Поиски такого человека заняли две недели. Константин Васильев, младший лейтенант; по слухам, он проиграл Мамолиану все, что имел. Русский был огромен, как бык. Вор чувствовал себя гномом рядом с ним. Обычно большие люди обладают мощной энергией, способной питать их анатомию, однако Васильев казался полностью опустошенным. Если он когда-то и имел мужество, то сейчас его совсем не осталось. Он походил на беспокойного и слабого ребенка.
Потребовался час уговоров, добрая половина бутылки водки с «черного рынка» и полпачки сигарет, чтобы Васильев перестал отвечать односложно. Когда русский решился на откровения, они хлынули потоком — исповедь человека на грани полного духовного распада. В его рассказе слышались жалость к самому себе и злость, но больше всего — страх. Васильев не помнил себя от ужаса. Вор был весьма впечатлен — не слезами отчаяния, а тем, что безликий картежник Мамолиан сумел сломить сидящего напротив гиганта. Под маской утешения и дружеских советов вор старался выжать из русского всю информацию, какую тот мог предоставить; он выискивал любую значимую деталь, чтобы облечь в плоть и кровь интересовавшую его химеру.
— Ты говоришь, он побеждает без единого проигрыша?
— Всегда.
— Ну а что у него за метод? Как он передергивает?
Васильев оторвался от созерцания голых плит паркета на полу.
— Передергивает? — недоверчиво переспросил он. — Он не шельмует. Я играл в карты всю жизнь. И с лучшими, и с худшими. Я знаю все трюки, на какие способен человек. Но я говорю тебе, что он играет честно.
— Самый удачливый игрок хоть раз да проигрывает. Законы случая…

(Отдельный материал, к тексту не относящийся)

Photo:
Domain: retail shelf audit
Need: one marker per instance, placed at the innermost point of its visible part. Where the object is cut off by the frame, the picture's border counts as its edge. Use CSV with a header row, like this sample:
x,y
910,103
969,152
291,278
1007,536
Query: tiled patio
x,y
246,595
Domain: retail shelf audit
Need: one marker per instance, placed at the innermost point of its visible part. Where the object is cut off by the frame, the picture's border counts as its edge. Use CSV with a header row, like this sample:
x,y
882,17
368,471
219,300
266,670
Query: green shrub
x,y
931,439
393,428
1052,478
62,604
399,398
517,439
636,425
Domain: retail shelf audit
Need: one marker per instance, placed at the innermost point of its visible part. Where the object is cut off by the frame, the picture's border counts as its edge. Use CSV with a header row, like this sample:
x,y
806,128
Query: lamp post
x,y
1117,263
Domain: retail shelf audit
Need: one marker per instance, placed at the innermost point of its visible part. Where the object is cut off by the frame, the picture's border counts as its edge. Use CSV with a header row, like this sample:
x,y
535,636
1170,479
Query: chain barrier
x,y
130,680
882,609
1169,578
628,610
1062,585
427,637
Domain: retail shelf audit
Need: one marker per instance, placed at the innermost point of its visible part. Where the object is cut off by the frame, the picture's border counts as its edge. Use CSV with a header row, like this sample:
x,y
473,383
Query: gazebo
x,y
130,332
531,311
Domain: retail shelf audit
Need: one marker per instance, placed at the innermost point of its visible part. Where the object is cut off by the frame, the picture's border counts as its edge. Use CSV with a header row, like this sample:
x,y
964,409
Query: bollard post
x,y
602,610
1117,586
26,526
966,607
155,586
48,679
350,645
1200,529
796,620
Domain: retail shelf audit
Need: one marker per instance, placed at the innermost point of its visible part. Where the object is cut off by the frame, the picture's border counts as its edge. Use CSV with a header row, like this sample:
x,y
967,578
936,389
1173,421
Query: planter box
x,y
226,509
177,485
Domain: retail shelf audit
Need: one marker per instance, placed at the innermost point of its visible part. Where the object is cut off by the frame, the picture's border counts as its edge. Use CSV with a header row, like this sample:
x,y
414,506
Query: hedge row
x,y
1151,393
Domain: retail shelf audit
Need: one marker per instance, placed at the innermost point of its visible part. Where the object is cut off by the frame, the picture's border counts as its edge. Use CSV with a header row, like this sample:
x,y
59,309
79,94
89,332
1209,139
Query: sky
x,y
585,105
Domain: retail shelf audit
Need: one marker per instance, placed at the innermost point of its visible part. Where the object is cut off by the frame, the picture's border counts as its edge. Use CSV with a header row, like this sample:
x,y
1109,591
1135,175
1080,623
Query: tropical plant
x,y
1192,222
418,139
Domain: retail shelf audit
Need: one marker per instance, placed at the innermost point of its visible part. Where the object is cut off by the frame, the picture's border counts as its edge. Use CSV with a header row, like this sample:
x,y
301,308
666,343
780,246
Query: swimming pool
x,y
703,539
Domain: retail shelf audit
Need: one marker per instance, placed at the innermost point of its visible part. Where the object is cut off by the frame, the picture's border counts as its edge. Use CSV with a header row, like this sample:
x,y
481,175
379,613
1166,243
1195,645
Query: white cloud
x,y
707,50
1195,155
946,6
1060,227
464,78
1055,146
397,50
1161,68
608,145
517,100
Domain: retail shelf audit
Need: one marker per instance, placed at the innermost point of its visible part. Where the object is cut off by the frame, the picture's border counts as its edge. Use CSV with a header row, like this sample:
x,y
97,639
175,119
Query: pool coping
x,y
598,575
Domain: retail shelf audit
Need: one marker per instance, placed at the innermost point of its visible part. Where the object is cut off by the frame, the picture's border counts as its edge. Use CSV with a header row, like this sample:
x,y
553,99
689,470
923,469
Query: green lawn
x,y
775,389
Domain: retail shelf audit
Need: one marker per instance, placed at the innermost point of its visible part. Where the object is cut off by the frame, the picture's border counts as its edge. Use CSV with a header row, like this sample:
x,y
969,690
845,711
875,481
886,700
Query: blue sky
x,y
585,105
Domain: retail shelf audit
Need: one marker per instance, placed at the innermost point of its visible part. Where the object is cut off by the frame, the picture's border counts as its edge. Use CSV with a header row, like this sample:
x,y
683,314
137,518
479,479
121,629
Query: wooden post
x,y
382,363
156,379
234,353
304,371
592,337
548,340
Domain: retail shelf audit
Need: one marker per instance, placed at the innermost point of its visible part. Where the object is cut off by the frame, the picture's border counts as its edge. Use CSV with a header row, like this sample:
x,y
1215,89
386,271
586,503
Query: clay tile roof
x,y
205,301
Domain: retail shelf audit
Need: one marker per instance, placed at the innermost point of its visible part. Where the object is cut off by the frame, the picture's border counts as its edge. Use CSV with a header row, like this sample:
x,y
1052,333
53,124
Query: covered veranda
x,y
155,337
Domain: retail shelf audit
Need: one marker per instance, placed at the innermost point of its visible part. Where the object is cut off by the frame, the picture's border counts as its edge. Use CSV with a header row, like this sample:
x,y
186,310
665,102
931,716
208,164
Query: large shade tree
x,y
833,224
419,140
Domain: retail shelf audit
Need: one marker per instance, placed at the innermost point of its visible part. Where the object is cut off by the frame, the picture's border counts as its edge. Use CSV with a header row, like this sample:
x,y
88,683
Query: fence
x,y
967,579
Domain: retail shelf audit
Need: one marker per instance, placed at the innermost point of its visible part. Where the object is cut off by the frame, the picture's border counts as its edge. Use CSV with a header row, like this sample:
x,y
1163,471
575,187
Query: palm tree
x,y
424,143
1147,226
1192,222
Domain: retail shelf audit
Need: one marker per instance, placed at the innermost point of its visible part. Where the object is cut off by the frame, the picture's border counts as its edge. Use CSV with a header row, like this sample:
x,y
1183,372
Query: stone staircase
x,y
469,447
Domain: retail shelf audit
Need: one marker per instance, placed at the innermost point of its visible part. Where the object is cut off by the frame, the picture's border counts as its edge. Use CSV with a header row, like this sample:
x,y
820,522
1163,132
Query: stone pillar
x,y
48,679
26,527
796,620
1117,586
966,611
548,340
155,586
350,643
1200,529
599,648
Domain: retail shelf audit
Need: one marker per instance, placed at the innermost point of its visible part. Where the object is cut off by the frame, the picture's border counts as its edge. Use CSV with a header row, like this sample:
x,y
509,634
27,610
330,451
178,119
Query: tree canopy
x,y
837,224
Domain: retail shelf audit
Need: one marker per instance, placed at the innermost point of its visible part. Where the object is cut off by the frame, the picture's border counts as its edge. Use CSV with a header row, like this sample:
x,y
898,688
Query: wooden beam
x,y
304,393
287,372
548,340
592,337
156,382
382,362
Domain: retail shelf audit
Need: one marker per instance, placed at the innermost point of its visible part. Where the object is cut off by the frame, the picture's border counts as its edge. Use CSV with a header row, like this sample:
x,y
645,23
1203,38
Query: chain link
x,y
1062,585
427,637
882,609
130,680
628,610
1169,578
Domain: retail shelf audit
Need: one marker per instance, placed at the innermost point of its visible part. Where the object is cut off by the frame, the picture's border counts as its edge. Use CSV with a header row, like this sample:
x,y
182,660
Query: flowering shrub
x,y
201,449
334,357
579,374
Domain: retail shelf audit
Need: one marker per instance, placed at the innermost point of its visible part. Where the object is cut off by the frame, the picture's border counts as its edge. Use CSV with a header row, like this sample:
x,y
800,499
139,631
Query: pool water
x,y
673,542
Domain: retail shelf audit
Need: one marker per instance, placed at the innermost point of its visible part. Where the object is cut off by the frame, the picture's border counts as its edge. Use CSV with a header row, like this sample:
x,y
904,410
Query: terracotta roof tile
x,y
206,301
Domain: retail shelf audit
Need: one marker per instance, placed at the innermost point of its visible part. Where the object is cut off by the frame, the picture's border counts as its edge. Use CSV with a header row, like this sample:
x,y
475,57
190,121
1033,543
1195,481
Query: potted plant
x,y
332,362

Выражение искренней радости появилось на лице Васильева, и вор на миг увидел того человека, что обитал в этой крепости, пока не рухнул в пропасть безумия.
— Законы случая для него ничто. Ты не понимаешь? Он не такой, как ты или я. Как может человек всегда выигрывать, не имея власти над картами?
— Ты веришь в такое?
Васильев приподнял плечи и снова тяжело опустил их.
— Для него, — произнес он почти созерцательно в состоянии крайнего уныния, — победа это красота. Это как сама жизнь.
Его глаза вернулись к бессмысленному блужданию по грубой фактуре паркетных плит, пока вор укладывал в голове его слова: «Победа это красота. Это как сама жизнь». Весьма странная речь, трудно ее понять. Пока он пытался уяснить значение слов, Васильев придвинулся ближе. Его дыхание было наполнено страхом, его огромная рука теребила рукав вора. Он проговорил:
— Я уже готов к отправке, тебе не сказали? Через несколько дней я буду далеко отсюда. Я получу награду, когда вернусь домой. Вот почему меня так быстро отправляют: потому что я герой, а герои получают то, что им нужно. Я уеду, и он никогда не найдет меня.
— А зачем ему искать тебя?
Рука, ухватившаяся за рукав, сжалась в кулак. Васильев притянул вора к себе:
— Мне нечем отдать ему долг, я проигрался в пух и прах. Если я останусь, он убьет меня. Он уже убил других. Он и его приятели.
— Он не один? — удивился вор.
Он думал, что игрок обходится без помощников. Их наличие не вязалось со сложившимся образом.
Васильев высморкался с помощью пальцев и откинулся в кресле. Оно скрипнуло под его тушей.